Topics

Digitalisation

Digitalisation is a very broad topic, impacting every aspect of society. In the work sphere, digitalisation allows for new ways of working, delivering services (including employment services), improving worker productivity and increasing health and safety at work.

As such, digital technology and online connectivity can be great drivers for decent work, economic growth and new jobs. These technologies  impact  how work is carried out, what skills workers need and how personal data is used and protected.

Furthermore, people and businesses often hire workers via online services. This allows for innovation and competition, opens up new ways of working and creates new opportunities for employment. Yet, with growing numbers of people finding work via online services, questions are being raised as to the quality of this work, the compliance and output of the service provider, the relationship between the service provider and the worker and last but not least the compliant classification of the worker.

Online talent platforms

Like all businesses, private employment services are enhancing and expanding their services through digital means, interfaces and tools. By doing so, new tools become available for businesses and workers to support their labour market needs and aspirations. These innovations in the provision of private employment services improve the contribution of private employment services to a well-functioning labour market.

The World Employment Confederation is committed to ensuring that digitalisation realises its potential to improve decent work and economic growth. To support the delivery of quality online talent platform services, the World Employment Confederation put forward recommendations for policymakers to shape the appropriate framework that leverages platform work to the benefit of all. Reform of safety nets, decent working conditions, fair level-playing field and clear worker classification are amongst the crucial elements needed.

International policy initiatives dealing with the impact of digitalisation on societies and labour markets include the OECD “Going Digital” project and the G20 “AI Principles” adopted in 2019. In the field of technological impact on employment issues, policies are mainly focused on three key topics: skills, online ‘platform work’ and personal data protection.

Artificial Intelligence (AI)

Digital and online technologies provide great opportunities to promote inclusive labour markets. Yet clear rules, appropriate regulations and a level-playing field are needed. Through its Code of Conduct, the World Employment Confederation and its members are committed to protecting the personal data of workers and jobseekers and fighting labour market discrimination.

In 2023, WEC strenghened that commitment by adopted a set of ethical principles in the use of Artificial Intelligence for its members to abide with.

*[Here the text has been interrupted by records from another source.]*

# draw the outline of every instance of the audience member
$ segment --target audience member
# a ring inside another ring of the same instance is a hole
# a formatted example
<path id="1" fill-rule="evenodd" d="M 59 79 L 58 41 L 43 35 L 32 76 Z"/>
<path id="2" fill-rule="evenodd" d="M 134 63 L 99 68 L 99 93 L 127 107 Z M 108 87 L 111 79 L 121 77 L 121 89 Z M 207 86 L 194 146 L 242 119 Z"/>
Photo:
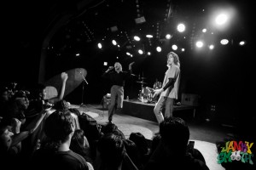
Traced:
<path id="1" fill-rule="evenodd" d="M 87 138 L 84 136 L 84 130 L 77 129 L 72 137 L 70 149 L 84 157 L 86 162 L 93 165 L 93 159 Z"/>
<path id="2" fill-rule="evenodd" d="M 96 170 L 137 170 L 119 135 L 113 133 L 104 134 L 97 143 L 97 150 Z"/>
<path id="3" fill-rule="evenodd" d="M 167 117 L 160 124 L 160 144 L 152 154 L 145 170 L 149 169 L 209 169 L 202 161 L 187 150 L 189 129 L 179 117 Z"/>
<path id="4" fill-rule="evenodd" d="M 1 164 L 2 167 L 4 167 L 5 164 L 9 168 L 12 169 L 16 166 L 20 168 L 26 165 L 26 161 L 28 160 L 26 160 L 26 157 L 22 157 L 21 142 L 34 133 L 45 115 L 46 110 L 41 111 L 34 121 L 27 125 L 22 131 L 20 131 L 21 122 L 17 118 L 12 119 L 11 125 L 9 125 L 9 121 L 5 121 L 5 119 L 1 121 L 0 160 L 3 162 L 3 164 Z"/>
<path id="5" fill-rule="evenodd" d="M 47 140 L 35 151 L 31 162 L 32 169 L 94 169 L 69 148 L 75 131 L 74 122 L 68 110 L 55 110 L 46 118 L 44 130 Z"/>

At the core of this code, lies the need to keep the human element centric.

The World Employment Confederation and its members have also informed an OECD’s research on the potential benefits, as well as pitfalls, of using AI in labour market matching through interviews and a roundtable discussion about how AI is used in private employment services.

Blockchain

The World Employment Confederation believes in the potential of cross industry collaboration and blockchain technology to reduce frictions in the process of connecting people with work and to make it a positive and trusted experience for candidates, workers and employers.

WEC’s Corporate Members decided to lay the foundations of common action and work on recommending a common set of worker data that can reside on a block, guidelines/best practices, and use cases for which we – and the candidates and workers -, and others across industry, can utilize this data block to make it easier for people to enter and re-enter the workforce. To further advance this objective, the World Employment Confederation has joined the Velocity Network Foundation, a non-profit consortium aiming to build an ‘Internet of Careers™’.

Data Privacy

The private employment industry acts as a labour market intermediary by matching labour market supply with labour market demand. It does this by providing a broad spectrum of services. Given the nature of HR Services, it almost always involves the processing of personal data and the exchange of that data between two or more parties. HR Service providers and their clients should be aligned when it comes to the assessment of their data protection roles as either a Controller or Processor of that personal data, in accordance notably with the General Data Protection Regulation of the European Union (“GDPR”).

The World Employment Confederation developed guidelines to help HR services providers and their clients identify their data protection/GDPR roles with respect to the provision and/or receipt of the HR Services.